Beasts of the Southern Wild has been the only movie to make me wail like a newborn. This was not a sad, defeated wail. It was a cry of pure joy. I loved this movie and I care deeply about whether or not it wins an Academy Award tonight, how far its young actress, Quvenzhane Wallis, will go in her career, and how it’s perceived by those from NOLA who experienced Hurricane Katrina firsthand. Conversely, I don’t like that I loved it within the context of all things heirarchical, and all the other isms that exist in the world.
Here’s why: New Orleans and Haiti are two extremely spiritually charged Vodou centers. The winds in these two places are Vodou’s breath. Two disasters have claimed bodies here; one with raging wind and water (Hurricane Katrina), the other with a parting earth (1.12.10 earthquake).
Some folks were very critical of Beasts, with good reason. And sharp reasoning and critical thinking skills were required to peel away at Beasts of the Southern Wild to get to the meat and bones of what this movie was really conveying.
Who were the beasts? The residents of Bathtub? Hushpuppy and little wild-haired, underfed, and abandoned children like her? The pre-historical aurochs breaking past the icy barriers of time to take revenge on the lowest rung on the human hierarchy?
Initially, for me, the beasts were every dark, evil thing that has ever walked the earth—in animal form, human form, spirit form, in the form of ideas—this monstrous thing that has preyed on the least amongst us since the dawn of time. I’m a poet. I live for metaphors and symbolic truth. I bend reason, twist and turn it sometimes, to fit it into a deeper meaning.
Hushpuppy was able to face this evil that threatened her life and the life of those she loved. She literally looked it in the eye and it bowed to her. This was when I bawled. Here was this character—a little girl, black, poor, the ultimate underdog—and here was this primordial creature come back to life to wreak havoc on the planet (metaphor for climate change, I guess), and it bowed to her. She looked it in the eye and was like get-out-my-way-cause-I’ve-got-to-take-care-of-mine. Climate change and racism and oppression and poverty and corporate greed be damned. She still had to LIVE. There was no room for fear. There was no room for tears. (“The hyper-masculinity of the black girl-child,” someone wrote.)
I’ve never been to Cite Soleil or La Saline, Haiti. There are others all over the world. What the media calls squalors, dumps, slums.

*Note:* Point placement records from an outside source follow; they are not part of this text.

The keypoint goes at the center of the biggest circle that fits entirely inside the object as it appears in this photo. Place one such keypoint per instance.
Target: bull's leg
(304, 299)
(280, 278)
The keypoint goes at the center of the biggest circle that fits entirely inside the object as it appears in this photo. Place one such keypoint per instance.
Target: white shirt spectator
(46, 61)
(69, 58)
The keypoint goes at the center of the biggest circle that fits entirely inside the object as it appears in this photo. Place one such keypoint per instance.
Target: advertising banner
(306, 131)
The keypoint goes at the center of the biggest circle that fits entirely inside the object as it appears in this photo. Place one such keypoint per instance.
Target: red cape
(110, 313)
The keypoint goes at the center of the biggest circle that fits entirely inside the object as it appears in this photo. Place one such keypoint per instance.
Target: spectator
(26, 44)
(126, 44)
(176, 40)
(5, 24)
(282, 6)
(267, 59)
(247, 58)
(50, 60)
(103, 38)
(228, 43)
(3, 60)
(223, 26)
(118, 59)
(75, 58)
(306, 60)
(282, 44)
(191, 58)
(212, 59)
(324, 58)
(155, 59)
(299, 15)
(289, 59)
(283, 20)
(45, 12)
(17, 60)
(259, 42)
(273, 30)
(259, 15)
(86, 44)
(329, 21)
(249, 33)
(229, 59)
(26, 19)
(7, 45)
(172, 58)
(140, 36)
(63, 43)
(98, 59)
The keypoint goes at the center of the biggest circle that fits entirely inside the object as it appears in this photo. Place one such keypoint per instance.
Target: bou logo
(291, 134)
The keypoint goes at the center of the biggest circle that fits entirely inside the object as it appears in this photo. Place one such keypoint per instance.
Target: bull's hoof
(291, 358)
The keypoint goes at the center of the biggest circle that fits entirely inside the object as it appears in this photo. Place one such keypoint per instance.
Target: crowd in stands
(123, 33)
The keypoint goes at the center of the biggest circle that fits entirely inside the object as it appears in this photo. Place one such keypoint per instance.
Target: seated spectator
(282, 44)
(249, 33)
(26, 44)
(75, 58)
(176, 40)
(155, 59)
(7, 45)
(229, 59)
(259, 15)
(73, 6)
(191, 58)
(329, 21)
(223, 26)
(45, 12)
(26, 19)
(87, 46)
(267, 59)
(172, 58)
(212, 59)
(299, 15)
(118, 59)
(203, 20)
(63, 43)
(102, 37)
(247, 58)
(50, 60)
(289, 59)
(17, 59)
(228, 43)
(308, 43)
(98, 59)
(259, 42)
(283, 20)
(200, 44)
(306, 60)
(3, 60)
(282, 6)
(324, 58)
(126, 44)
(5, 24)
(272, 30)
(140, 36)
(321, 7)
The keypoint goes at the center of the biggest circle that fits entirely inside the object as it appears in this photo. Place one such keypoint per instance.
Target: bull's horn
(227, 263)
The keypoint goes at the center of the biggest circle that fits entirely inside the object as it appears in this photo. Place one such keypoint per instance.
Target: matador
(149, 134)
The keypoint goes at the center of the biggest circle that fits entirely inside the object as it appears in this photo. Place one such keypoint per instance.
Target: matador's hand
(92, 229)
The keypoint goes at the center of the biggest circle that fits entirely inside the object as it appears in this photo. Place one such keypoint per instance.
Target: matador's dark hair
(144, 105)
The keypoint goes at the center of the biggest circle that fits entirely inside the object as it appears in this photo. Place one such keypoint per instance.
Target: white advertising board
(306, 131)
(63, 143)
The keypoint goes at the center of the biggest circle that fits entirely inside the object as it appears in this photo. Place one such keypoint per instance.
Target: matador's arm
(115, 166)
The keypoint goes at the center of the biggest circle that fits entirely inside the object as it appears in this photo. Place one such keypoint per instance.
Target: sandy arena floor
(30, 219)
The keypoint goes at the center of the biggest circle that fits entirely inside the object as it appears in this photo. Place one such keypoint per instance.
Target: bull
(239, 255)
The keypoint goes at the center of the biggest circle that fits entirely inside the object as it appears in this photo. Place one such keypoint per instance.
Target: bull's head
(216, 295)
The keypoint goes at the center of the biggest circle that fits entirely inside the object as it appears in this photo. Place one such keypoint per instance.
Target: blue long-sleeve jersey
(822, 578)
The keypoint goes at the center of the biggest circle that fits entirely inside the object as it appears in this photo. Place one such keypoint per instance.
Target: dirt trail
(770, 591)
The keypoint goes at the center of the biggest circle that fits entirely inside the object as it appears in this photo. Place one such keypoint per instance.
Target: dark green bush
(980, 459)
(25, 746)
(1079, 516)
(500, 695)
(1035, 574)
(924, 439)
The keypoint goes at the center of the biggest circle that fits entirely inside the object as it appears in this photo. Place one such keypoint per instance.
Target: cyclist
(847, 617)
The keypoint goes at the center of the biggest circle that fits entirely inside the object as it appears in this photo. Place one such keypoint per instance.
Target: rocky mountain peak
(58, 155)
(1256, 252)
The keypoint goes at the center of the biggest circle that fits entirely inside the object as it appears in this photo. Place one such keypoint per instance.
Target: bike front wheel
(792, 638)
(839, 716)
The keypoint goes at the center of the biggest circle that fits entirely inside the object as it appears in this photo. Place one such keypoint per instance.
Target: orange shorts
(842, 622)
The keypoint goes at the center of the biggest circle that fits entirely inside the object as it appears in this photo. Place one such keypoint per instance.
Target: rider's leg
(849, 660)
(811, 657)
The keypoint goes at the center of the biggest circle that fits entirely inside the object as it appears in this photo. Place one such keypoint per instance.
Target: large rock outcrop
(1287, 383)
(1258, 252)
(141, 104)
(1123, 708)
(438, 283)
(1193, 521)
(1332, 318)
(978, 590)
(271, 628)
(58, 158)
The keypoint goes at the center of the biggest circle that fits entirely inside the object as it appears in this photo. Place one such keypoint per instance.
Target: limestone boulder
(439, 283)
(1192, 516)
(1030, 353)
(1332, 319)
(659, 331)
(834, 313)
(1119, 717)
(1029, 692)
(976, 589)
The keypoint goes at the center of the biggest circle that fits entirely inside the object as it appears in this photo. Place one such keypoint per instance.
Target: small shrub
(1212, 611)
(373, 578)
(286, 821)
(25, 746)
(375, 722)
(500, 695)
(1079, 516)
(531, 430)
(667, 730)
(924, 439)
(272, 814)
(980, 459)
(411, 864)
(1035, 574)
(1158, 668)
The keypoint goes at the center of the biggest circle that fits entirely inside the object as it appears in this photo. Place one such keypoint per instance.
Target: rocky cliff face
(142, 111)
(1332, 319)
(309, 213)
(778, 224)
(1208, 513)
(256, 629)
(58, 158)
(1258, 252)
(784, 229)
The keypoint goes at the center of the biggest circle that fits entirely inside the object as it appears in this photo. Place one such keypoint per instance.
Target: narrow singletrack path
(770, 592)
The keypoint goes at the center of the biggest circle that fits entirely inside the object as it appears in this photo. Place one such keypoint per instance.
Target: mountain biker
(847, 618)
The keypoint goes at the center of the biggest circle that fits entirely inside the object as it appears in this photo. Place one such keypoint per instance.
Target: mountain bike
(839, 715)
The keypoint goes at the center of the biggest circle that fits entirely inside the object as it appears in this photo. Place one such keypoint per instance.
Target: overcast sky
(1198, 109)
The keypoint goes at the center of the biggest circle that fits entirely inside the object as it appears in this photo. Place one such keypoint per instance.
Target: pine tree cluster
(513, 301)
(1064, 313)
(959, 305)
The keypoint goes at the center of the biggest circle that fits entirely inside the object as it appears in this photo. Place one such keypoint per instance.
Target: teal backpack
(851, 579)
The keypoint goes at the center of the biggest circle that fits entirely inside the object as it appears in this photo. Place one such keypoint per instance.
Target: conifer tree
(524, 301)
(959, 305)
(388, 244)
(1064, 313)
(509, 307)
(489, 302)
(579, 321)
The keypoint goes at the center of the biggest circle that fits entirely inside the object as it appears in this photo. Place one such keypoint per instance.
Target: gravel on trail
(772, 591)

Hunger. To not see the possibility of a meal around the bend of tomorrow is maddening. There’s no room for reasoning here. The daily labor of literally providing a home, gathering scraps of discarded things, finding and making food, a living, is taxing on the body. Tender moments of affection seep through the cracks like dripping rain. Abandonment is “gone to look for work, to find food”.
On Wild Things
Beasts of a Haitian Wild
Me. Les Cayes, Haiti. Wild, yes. But home within my village, loved and cared for. I remember wilderness. Beasts reminded me of that place, buried in my memory, and my mother’s perhaps, of hurricane winds and nothing but mangos for weeks in rural Haiti. And a village.
Ultimately, who controls these stories? Who wields these mythologies out into our collective dream psyches? How are other narratives being exalted so that there is a balance of art and truth? We are so starved for images that (initially) seem to present us in a powerful and magical light, that we will swallow whole whatever is fed to us.